The New Year is the perfect time to overhaul your life for the better, and one excellent place to start is by making solid financial resolutions that can help get you closer to your money goals, whether it’s increasing your retirement savings or setting enough money aside for a down payment on a house.
Investing is not just about what you know but also who you are. The key to successful investing isn’t predicting the future – it’s learning from the past and understanding the present. Investing offers potential to grow our money, reach our goals and live the life we want. Regardless of the market conditions at the moment, the keys to successful investing are always the same.
Cash savings vulnerable to erosion by inflation
Investors often think of cash as a safe haven in volatile times, or even as a source of income. But even though we have seen a recent small rise in interest rates, we’re still experiencing a period of ultra-low interest rates which have depressed the return available on cash to near zero, leaving cash savings vulnerable to erosion by inflation over time. With interest rates expected to remain low, investors should be sure an allocation to cash does not undermine their long-term investment objectives.
Cash left on the sidelines earns very little over the long run. Investors who have deposited their cash in the bank may have missed out on the impressive performance that would have come with staying invested over the long term.
Please note that these investments do not include the same security of capital which is afforded with a deposit account, and you may get back less than the amount invested.
Making an enormous difference to your eventual returns
Compound interest has been called the eighth wonder of the world. Its power is so great that even missing out on a few years of saving and growth can make an enormous difference to your eventual returns.

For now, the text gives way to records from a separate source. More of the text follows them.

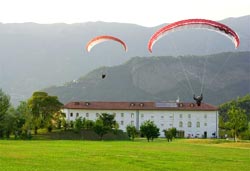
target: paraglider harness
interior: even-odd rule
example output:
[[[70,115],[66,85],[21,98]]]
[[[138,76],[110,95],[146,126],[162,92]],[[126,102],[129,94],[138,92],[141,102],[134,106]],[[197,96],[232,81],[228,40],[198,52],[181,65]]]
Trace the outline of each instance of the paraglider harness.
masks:
[[[196,101],[196,104],[198,105],[198,106],[200,106],[201,105],[201,101],[202,101],[202,99],[203,99],[203,96],[202,96],[202,94],[200,95],[200,96],[195,96],[194,95],[194,100]]]

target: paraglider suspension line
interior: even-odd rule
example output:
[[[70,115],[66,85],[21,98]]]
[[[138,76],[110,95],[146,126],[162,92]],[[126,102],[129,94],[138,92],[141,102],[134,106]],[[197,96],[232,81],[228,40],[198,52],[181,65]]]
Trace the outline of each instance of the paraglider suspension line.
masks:
[[[183,66],[182,61],[181,61],[181,57],[178,57],[178,59],[179,59],[179,61],[180,61],[181,68],[182,68],[182,71],[183,71],[183,73],[184,73],[184,75],[185,75],[185,78],[186,78],[186,80],[187,80],[187,82],[188,82],[188,86],[189,86],[190,90],[192,91],[192,94],[194,94],[194,90],[193,90],[192,84],[191,84],[191,82],[190,82],[190,80],[189,80],[189,78],[188,78],[188,76],[187,76],[187,72],[186,72],[186,70],[185,70],[185,68],[184,68],[184,66]]]

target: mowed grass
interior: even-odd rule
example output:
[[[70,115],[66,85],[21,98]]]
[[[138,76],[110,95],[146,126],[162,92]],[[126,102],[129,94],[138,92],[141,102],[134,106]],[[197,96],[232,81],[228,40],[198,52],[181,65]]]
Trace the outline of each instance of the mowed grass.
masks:
[[[1,171],[249,171],[250,143],[220,140],[0,141]]]

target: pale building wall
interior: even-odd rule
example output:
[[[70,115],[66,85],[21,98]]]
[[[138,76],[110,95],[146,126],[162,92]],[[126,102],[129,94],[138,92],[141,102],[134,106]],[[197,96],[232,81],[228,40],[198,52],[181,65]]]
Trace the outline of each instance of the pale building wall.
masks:
[[[217,111],[170,111],[170,110],[86,110],[63,109],[66,120],[74,121],[77,117],[95,121],[101,113],[115,114],[119,129],[126,131],[126,126],[133,124],[137,129],[146,120],[154,121],[164,137],[164,129],[175,127],[183,130],[185,137],[218,136]],[[182,122],[182,124],[180,123]],[[189,125],[191,123],[191,126]]]

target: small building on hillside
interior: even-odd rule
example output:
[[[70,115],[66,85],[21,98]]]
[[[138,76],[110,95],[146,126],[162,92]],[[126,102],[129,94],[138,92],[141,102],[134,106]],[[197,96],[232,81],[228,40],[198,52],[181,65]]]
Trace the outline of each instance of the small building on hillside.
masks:
[[[67,121],[77,117],[95,121],[101,113],[114,114],[119,129],[126,131],[127,125],[138,130],[146,120],[154,121],[163,130],[175,127],[184,132],[185,137],[218,137],[218,108],[202,103],[184,102],[70,102],[64,105]]]

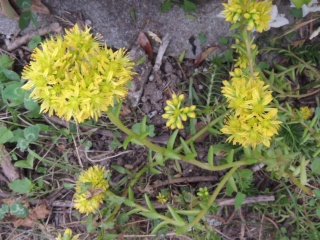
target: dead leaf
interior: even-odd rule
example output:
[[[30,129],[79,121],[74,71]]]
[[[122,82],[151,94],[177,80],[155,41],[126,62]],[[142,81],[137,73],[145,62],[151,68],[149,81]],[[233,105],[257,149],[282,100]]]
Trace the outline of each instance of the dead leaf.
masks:
[[[33,12],[50,14],[49,9],[45,5],[43,5],[41,0],[31,0],[31,1],[32,1],[31,10]]]
[[[5,15],[8,18],[19,19],[19,15],[13,9],[8,0],[0,0],[0,14]]]
[[[213,46],[200,53],[194,60],[194,66],[198,66],[203,60],[205,60],[218,46]]]
[[[149,39],[143,32],[140,32],[138,35],[138,44],[145,51],[145,53],[148,55],[148,59],[151,61],[153,57],[152,47]]]
[[[148,35],[155,40],[157,43],[162,43],[162,40],[158,37],[157,34],[155,34],[154,32],[148,31]]]
[[[121,110],[120,110],[120,116],[121,116],[121,117],[126,117],[126,116],[128,116],[130,113],[131,113],[130,108],[128,108],[128,107],[125,106],[125,105],[122,105],[122,106],[121,106]]]
[[[24,227],[33,227],[35,222],[39,219],[45,219],[51,213],[48,210],[46,204],[41,204],[35,208],[29,210],[29,215],[26,218],[17,218],[13,221],[14,227],[24,226]]]
[[[197,122],[196,123],[196,132],[199,132],[202,128],[204,128],[205,126],[207,126],[207,124],[205,122]],[[200,143],[203,142],[204,139],[209,135],[209,131],[204,132],[202,135],[200,135],[200,137],[198,137],[194,142],[196,143]],[[191,135],[188,136],[188,139],[191,137]]]
[[[10,182],[20,178],[19,170],[13,166],[12,158],[3,145],[0,145],[0,162],[2,172]]]

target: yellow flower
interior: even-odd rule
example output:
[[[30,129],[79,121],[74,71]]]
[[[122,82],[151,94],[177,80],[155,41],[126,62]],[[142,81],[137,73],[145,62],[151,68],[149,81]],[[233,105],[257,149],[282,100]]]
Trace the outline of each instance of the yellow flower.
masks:
[[[22,72],[28,80],[22,88],[32,90],[41,112],[80,123],[97,119],[127,95],[133,62],[123,49],[101,46],[89,28],[81,31],[75,25],[64,38],[51,37],[41,46]]]
[[[158,196],[157,196],[157,201],[161,204],[165,204],[166,202],[168,202],[168,198],[164,195],[162,195],[161,192],[159,192]]]
[[[61,236],[61,233],[59,233],[58,237],[55,238],[55,240],[78,240],[79,238],[79,234],[72,237],[72,230],[70,228],[67,228],[64,233],[63,236]]]
[[[182,121],[187,121],[189,118],[195,118],[196,106],[192,105],[190,107],[181,107],[182,101],[184,100],[184,95],[181,94],[177,96],[172,94],[172,100],[166,101],[167,106],[164,108],[165,114],[162,115],[163,118],[168,119],[166,126],[171,129],[183,129]]]
[[[221,132],[230,135],[228,142],[241,144],[244,147],[256,147],[258,144],[270,146],[270,139],[278,133],[280,121],[278,110],[269,107],[273,100],[269,86],[260,80],[259,73],[252,76],[235,69],[231,72],[231,81],[223,81],[222,94],[227,98],[228,116]]]
[[[243,21],[249,31],[256,29],[258,32],[263,32],[269,29],[271,1],[229,0],[227,4],[222,5],[225,7],[222,14],[226,21],[232,24]]]
[[[105,168],[95,165],[82,172],[77,180],[74,207],[80,213],[93,213],[99,209],[104,194],[109,188],[105,180]]]
[[[300,113],[305,120],[308,120],[313,114],[308,106],[300,107]]]
[[[208,188],[199,188],[199,192],[197,193],[197,195],[203,200],[207,199],[209,197]]]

You can make even better use of the effects of compounding if you reinvest the income from your investments to enhance your portfolio value further. The difference between reinvesting – and not reinvesting – the income from your investments over the long term can be significant.
Be prepared upfront for the ups and downs of investing
Every year has its potential roller coaster ups and downs. Volatility in financial markets is normal, and investors should be prepared upfront for the ups and downs of investing rather than having a knee-jerk reaction when the going gets tough. The lesson is, don’t panic: more often than not, a stock market pullback is an opportunity, not a reason to sell.
Investors should look to keep a long-term perspective
Market timing can be a dangerous habit. Pullbacks are hard to predict, and strong returns often follow the worst returns. But often, investors think they can outsmart the market, which they may later regret. As the saying goes, ‘Good things come to those who wait.’ While markets can always have a bad day, week, month or even a bad year, history suggests investors are much less likely to suffer losses over longer periods. Investors should look to keep a long-term perspective.
Reducing risks while potentially improving returns
The last decade has been a volatile and tumultuous ride for investors, with natural disasters, geopolitical conflicts and a major financial crisis. Among the most important tools available to investors is diversification. Diversification allows an investor to reduce investment risks while potentially improving investment returns.
A diversified portfolio is typically split across a range of different asset classes, with exposure to different companies, industries and types of market from different regions around the world. In a diversified portfolio, the assets don’t correlate with each other. When one rises, the other falls. It lowers overall risk because, no matter what the economy does, some asset classes will benefit. τ
INFORMATION IS BASED ON OUR CURRENT UNDERSTANDING OF TAXATION LEGISLATION AND REGULATIONS. ANY LEVELS AND BASES OF, AND RELIEFS FROM, TAXATION ARE SUBJECT TO CHANGE.
THE VALUE OF INVESTMENTS AND INCOME FROM THEM MAY GO DOWN. YOU MAY NOT GET BACK THE ORIGINAL AMOUNT INVESTED.
PAST PERFORMANCE IS NOT A RELIABLE INDICATOR OF FUTURE PERFORMANCE.